After nearly a year as Wyoming’s top technology official, state Chief Information Officer Bill Vajda resigned earlier this month, a spokesperson from the CIO’s office wrote Wednesday in an email to StateScoop.
Kayla Woods, of Wyoming’s Office of the Chief Information Officer, said Vajda stepped down Jan. 13 and that deputy CIO Timothy Sheehan is acting as interim CIO. Officials did not describe the circumstances of Vajda’s departure.
“I can not speak to the reasons behind Bill’s resignation but I can share that we are grateful for the leadership and service he provided to the state during his tenure,” Woods wrote.
Vajda could not be reached for comment.
Wyoming Gov. Mark Gordon appointed Vajda last January, recruiting the former Alaska CIO from a post at the U.S. Department of the Interior. In Wyoming, Vajda replaced Gordon Knopp, who’d been dismissed alongside state health director Mike Ceballos after a records leak.
After his Wyoming appointment, Vajda told StateScoop last February he’d been attracted there — and to Alaska — by the “newness and freshness” of frontier states with small populations.
“I think for me the satisfying part about state government and local government is the proximity to your constituents,” he said at the time. “There’s a lot more immediacy just to being in that place.”
He named cybersecurity, IT modernization and digital services as his top priorities, along with an interest in pursuing blockchain and cryptocurrency technologies.
Last May, his office signed an agreement with the University of Wyoming to develop an executive-level training program for students interested in becoming state IT professionals.

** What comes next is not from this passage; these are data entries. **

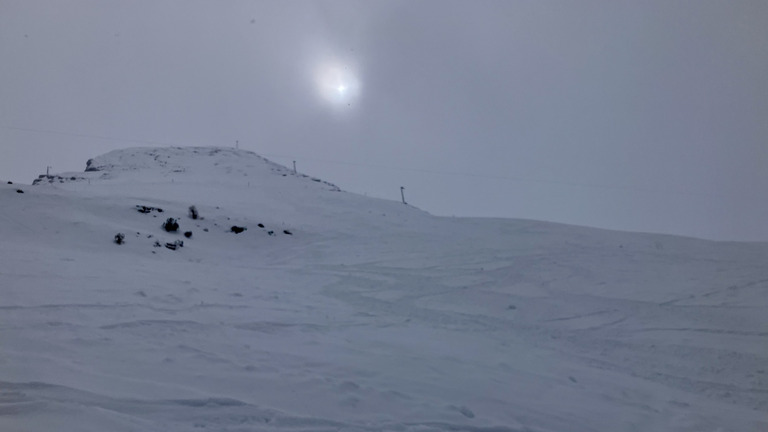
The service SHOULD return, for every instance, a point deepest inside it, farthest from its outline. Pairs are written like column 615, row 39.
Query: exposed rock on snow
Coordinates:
column 407, row 322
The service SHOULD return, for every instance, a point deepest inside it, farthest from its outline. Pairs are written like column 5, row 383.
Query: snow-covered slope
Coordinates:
column 369, row 315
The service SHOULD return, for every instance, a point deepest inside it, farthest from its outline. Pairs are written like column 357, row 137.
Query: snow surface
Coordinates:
column 371, row 316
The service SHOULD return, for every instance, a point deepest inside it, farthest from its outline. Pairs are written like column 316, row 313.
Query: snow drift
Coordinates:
column 333, row 311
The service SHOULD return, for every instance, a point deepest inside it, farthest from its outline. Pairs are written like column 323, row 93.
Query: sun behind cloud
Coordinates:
column 337, row 84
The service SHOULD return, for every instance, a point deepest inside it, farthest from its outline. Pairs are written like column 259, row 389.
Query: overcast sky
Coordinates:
column 642, row 115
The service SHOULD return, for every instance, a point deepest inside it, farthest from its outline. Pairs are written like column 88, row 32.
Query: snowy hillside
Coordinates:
column 346, row 313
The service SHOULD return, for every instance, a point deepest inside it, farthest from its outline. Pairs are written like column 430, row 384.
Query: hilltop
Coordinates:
column 356, row 313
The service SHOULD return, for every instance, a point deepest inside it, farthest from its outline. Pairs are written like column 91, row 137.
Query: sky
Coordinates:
column 641, row 116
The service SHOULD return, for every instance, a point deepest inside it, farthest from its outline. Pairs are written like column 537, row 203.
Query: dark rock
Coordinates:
column 171, row 225
column 175, row 245
column 88, row 166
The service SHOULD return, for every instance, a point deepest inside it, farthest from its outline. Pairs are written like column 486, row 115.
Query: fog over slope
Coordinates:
column 350, row 313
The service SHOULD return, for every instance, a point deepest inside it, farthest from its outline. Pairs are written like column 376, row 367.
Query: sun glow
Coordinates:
column 337, row 84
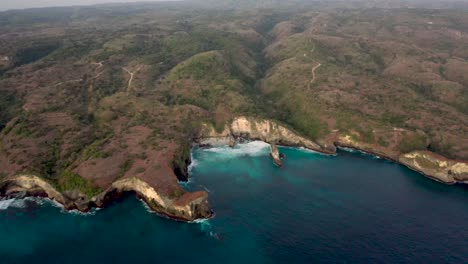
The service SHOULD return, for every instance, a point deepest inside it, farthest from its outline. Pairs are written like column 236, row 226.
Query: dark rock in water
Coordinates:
column 275, row 155
column 232, row 142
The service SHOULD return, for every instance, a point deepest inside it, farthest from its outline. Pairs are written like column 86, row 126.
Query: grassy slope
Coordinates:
column 74, row 116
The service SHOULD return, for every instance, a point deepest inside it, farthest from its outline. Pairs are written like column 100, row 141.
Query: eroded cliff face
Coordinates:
column 186, row 207
column 436, row 166
column 275, row 155
column 430, row 164
column 260, row 129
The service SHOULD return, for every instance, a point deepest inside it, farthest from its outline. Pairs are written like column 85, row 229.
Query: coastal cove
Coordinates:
column 349, row 207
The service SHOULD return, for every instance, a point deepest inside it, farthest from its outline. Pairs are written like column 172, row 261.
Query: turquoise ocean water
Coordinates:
column 349, row 208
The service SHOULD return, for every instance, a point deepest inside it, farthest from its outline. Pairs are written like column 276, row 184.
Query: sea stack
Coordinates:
column 275, row 155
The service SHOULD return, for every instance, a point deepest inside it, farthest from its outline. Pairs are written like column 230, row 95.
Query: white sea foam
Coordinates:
column 193, row 164
column 15, row 203
column 254, row 148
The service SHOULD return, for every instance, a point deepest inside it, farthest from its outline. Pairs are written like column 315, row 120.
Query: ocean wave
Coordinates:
column 254, row 148
column 193, row 164
column 12, row 203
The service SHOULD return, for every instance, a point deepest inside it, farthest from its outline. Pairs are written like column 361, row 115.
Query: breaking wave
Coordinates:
column 12, row 203
column 254, row 148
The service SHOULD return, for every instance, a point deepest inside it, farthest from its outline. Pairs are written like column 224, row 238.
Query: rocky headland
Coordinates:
column 186, row 207
column 428, row 163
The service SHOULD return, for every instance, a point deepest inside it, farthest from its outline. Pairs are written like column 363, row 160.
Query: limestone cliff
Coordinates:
column 259, row 129
column 436, row 166
column 428, row 163
column 275, row 155
column 186, row 207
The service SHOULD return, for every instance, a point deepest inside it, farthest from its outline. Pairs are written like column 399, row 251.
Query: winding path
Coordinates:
column 313, row 74
column 132, row 74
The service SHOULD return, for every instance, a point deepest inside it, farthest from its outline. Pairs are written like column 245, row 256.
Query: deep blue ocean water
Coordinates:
column 349, row 208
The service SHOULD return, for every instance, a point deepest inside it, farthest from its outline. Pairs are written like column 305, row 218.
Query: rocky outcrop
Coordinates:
column 186, row 207
column 275, row 155
column 436, row 166
column 428, row 163
column 259, row 129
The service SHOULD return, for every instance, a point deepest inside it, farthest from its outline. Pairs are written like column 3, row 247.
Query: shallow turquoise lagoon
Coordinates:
column 349, row 208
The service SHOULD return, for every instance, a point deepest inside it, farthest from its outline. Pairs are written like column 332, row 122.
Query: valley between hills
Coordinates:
column 102, row 100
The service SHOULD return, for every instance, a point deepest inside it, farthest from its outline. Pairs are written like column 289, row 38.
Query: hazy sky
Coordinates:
column 17, row 4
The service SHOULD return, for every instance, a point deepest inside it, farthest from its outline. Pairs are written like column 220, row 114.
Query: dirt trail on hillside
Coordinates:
column 132, row 74
column 313, row 74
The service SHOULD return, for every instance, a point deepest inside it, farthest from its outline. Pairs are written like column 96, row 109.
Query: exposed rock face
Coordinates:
column 436, row 166
column 348, row 141
column 187, row 207
column 264, row 130
column 428, row 163
column 275, row 155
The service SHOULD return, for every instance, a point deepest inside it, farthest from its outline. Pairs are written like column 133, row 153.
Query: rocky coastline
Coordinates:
column 192, row 206
column 188, row 207
column 427, row 163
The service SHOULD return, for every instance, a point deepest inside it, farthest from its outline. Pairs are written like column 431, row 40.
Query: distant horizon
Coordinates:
column 26, row 4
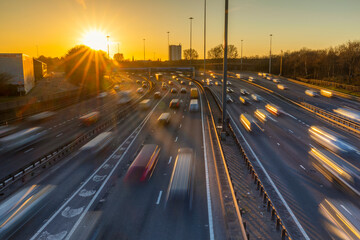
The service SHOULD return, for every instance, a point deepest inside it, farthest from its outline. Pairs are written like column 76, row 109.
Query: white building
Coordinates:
column 19, row 70
column 174, row 52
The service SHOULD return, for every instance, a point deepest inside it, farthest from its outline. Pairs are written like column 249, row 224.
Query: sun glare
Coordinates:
column 95, row 40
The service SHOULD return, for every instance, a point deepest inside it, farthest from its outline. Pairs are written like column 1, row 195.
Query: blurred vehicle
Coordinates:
column 102, row 95
column 181, row 185
column 194, row 105
column 97, row 144
column 247, row 121
column 330, row 140
column 41, row 116
column 164, row 118
column 275, row 80
column 326, row 93
column 244, row 100
column 144, row 164
column 342, row 218
column 273, row 109
column 229, row 99
column 157, row 95
column 256, row 97
column 140, row 90
column 21, row 206
column 229, row 90
column 282, row 87
column 349, row 113
column 244, row 91
column 194, row 93
column 311, row 93
column 21, row 139
column 90, row 118
column 124, row 97
column 337, row 170
column 174, row 103
column 145, row 104
column 261, row 114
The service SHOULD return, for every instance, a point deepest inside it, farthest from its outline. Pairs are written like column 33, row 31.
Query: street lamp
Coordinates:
column 270, row 54
column 204, row 40
column 144, row 48
column 191, row 18
column 241, row 55
column 107, row 37
column 225, row 65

In an interview for StateScoop’s Priorities podcast last December, Vajda said workforce was “probably priority No. 1 for everybody.”
“There are a lot of jobs open, a lot of recruitment that needs to go on,” he said, adding that there’s greater opportunity for organizations to recruit remote workers from outside their usual limited candidate pools.
At the Interior Department, Vajda assisted with pandemic response, which included the federal government’s shift to mostly remote operations.
Before Interior and Alaska, Vajda served in a variety of other IT and management roles, including five years as city manager in his hometown of Marquette, Michigan. He also worked in Washington in the early 2000s, serving as CIO of the U.S. Education Department and as an adviser to other agencies, including the National Security Agency and IRS.